02 Mei 2010

» Home » Suara Merdeka » Menenun Rupiah dari Sarung Goyor

Menenun Rupiah dari Sarung Goyor

KERAJINAN tenun ikat produk alat tenun bukan mesin (ATBM) di Desa Wanarejan Utara Kecaman Taman Kabupaten Pemalang sudah ada sejak 1930-an. Namun karena kondisi keamanan, kerajinan ini belum mengalami kemajuan yang berarti. Baru pada 1950-an kerajinan ini mulai banyak diproduksi oleh masyarakat sebagai home industry dan lama- kelamaan berkembang menjadi sentra dinamis.

Produksi pada saat itu hanya untuk memenuhi kebutuhan sendiri, seiring berjalannya waktu produksinya dapat diterima konsumen di daerah lainnya.

Produk utama yang dihasilkan pada sentra ini adalah sarung kembang atau sering disebut sebagi sarung goyor/ byur. Penyebutan ini berkaitan dengan proses produksi yang dilakukan, yaitu sebelum benang ditenun terlebih dahulu diikat, sehingga benang yang tidak diikat terkena warna sesuai dengan desain dan pola yang dikehendaki. Pola atau gambar yang digunakan bermotif bunga (kembang) dengan susunan tetris atau berbalok-balok.

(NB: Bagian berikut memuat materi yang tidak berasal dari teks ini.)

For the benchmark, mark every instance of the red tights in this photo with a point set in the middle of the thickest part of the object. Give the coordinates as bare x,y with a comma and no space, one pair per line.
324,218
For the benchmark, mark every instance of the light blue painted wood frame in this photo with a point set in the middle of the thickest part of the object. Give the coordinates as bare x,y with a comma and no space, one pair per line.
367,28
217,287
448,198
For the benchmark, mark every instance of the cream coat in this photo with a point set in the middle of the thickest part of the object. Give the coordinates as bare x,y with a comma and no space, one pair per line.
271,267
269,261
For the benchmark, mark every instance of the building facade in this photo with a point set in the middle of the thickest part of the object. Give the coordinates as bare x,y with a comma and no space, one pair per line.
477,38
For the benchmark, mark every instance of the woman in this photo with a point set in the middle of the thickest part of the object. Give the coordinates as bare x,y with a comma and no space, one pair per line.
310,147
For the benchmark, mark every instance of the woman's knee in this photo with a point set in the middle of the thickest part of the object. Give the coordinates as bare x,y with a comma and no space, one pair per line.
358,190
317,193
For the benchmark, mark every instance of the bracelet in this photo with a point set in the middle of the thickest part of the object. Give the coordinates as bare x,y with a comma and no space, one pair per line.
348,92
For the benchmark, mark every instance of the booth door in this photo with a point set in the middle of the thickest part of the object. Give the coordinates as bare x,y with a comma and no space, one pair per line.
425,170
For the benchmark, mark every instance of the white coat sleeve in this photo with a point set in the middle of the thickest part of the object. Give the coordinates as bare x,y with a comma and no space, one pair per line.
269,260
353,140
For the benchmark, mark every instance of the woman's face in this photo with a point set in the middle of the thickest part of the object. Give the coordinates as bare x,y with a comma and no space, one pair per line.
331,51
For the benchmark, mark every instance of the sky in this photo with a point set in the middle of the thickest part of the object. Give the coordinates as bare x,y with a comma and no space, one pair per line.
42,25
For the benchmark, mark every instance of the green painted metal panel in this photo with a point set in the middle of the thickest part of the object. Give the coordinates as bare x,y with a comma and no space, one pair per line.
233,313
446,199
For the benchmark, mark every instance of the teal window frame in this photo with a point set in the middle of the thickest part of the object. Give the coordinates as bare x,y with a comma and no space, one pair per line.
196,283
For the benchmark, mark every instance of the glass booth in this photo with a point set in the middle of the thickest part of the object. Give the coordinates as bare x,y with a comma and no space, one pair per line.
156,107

Alat produksi menggunakan tenun tradisional (ATBM) yang sering disebut dengan tenun tok-klek (karena bunyi-bunyian yang dihasilkan). Bahan bakunya benang rayon dari China dan India dengan ketebalan 60/2 dan 40/2. Menurut HM Syukron yang menjabat kepala desa sekaligus perajin, di Wanarejan Utara saat ini ada 178 perajin dengan 1.035 ATBM dan menyerap 2.634 tenaga kerja. Kondisi ini masih jauh dibandingkan pada masa kejayaan yaitu tahun 1995 - 1999, di mana ATBM yang beroperasi mencapai angka dua kali lipat.
Proses produksi tergolong unik dan rumit, dimulai dari proses penyiapan dan pewarnaan benang untuk ditenun sampai sarung siap dijual.

Proses lusi yaitu benang tenun yang berfungsi sebagai penyangga (vertikal) dikerjakan melalui 5 tahapan, sedangkan proses pakan yaitu benang tenun yang membujur (horizontal) melalui 12 tahapan. Setelah itu benang ditenun (1 tahapan) untuk membentuk kain, pengerjaan dari kain tenun sampai dengan sarung goyor siap dipasarkan melalui 7 tahapan. Secara keseluruhan sarung dikerjakan melalui 25 tahapan, jika 1 proses produksi dikerjakan 1 orang dengan ATBM 1.035 unit, maka sentra ini minimal membutuhkan 25.875 orang, sebagai angka yang luar biasa bagi pemerintah dalam upaya mengurangi jumlah pengangguran.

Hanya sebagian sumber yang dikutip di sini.